On 28 January 2009, during production at Leavesden, Radcliffe's stunt double David Holmes suffered a serious spinal injury during the filming of an aerial sequence, which left him paralysed. Holmes fell to the ground following an explosion which was part of the stunt. He is credited in the finished film as a stunt performer, and would be the subject of a 2023 documentary titled David Holmes: The Boy Who Lived, on which Radcliffe served as executive producer.
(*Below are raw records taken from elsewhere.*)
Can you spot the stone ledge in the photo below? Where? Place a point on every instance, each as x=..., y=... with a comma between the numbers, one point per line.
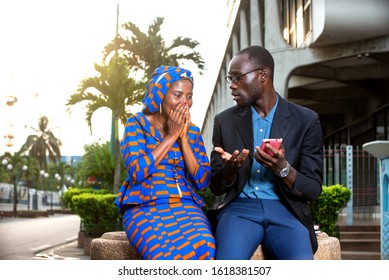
x=115, y=246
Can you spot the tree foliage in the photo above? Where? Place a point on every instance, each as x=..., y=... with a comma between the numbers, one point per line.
x=43, y=145
x=147, y=51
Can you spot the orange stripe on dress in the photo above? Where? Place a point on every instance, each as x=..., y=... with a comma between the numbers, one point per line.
x=183, y=245
x=189, y=255
x=199, y=244
x=204, y=256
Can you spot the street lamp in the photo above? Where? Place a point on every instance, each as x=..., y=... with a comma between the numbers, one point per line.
x=16, y=179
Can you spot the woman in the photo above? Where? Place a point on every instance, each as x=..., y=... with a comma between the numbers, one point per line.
x=166, y=162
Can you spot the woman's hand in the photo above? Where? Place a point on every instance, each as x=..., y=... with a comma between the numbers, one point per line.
x=178, y=122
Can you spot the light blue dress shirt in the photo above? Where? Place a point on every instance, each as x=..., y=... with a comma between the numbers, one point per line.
x=261, y=181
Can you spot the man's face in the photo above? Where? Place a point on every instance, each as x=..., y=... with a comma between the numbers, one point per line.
x=245, y=86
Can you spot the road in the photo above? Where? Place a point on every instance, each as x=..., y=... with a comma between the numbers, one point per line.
x=22, y=238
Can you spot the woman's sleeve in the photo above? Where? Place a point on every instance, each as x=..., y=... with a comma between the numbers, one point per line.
x=139, y=162
x=202, y=175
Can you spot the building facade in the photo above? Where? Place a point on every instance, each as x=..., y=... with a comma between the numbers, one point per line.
x=331, y=56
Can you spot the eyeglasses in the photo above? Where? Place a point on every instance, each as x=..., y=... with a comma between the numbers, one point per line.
x=236, y=78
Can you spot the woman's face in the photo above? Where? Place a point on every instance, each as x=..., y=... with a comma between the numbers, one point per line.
x=179, y=91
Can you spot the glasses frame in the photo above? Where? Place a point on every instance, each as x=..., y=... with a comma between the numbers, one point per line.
x=236, y=78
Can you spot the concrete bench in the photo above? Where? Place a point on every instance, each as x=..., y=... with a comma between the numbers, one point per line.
x=115, y=246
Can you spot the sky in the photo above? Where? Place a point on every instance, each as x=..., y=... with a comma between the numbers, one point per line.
x=49, y=46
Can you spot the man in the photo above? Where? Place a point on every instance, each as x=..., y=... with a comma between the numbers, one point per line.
x=266, y=191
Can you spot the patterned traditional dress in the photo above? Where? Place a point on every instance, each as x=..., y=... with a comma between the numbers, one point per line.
x=163, y=218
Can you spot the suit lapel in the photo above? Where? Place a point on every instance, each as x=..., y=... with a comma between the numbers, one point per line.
x=243, y=123
x=281, y=122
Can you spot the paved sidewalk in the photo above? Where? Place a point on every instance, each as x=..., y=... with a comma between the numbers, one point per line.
x=66, y=251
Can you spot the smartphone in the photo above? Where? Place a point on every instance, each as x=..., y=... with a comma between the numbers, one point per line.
x=275, y=143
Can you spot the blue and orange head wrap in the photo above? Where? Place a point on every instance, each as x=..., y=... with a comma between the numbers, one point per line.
x=160, y=81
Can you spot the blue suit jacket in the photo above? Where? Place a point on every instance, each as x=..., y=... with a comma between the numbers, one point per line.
x=300, y=129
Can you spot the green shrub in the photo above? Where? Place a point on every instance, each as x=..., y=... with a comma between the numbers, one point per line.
x=68, y=195
x=327, y=207
x=97, y=212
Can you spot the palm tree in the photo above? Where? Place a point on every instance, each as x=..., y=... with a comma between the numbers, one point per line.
x=112, y=88
x=17, y=169
x=147, y=51
x=42, y=146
=== The Deathly Hallows documentary ===
During filming of Deathly Hallows, British filmmaker Morgan Matthews shot a documentary highlighting the filmmaking process and the lives of the cast and crew on set. Producer David Heyman said that "[It] shows the challenges of making the film – the tolls it takes on the actors and crew. It's not just pure gloss and everybody's happy. It's real. At the same time, it's really, really funny." Matthews had access to various creative departments behind the scenes as well as on set filming.

=== The Golden Board ===
Throughout the production of Deathly Hallows, the filmmakers formed a video which showed cast and crew members holding up a board which displayed how many days they were into production and how many days left until the end. Some of the footage included actor Robbie Coltrane playing air guitar, production staff waving goodbye and the final scene of Daniel Radcliffe, Rupert Grint, and Emma Watson. The last shot was of director David Yates "getting into his car and driving away out of Leavesden" as confirmed by David Heyman.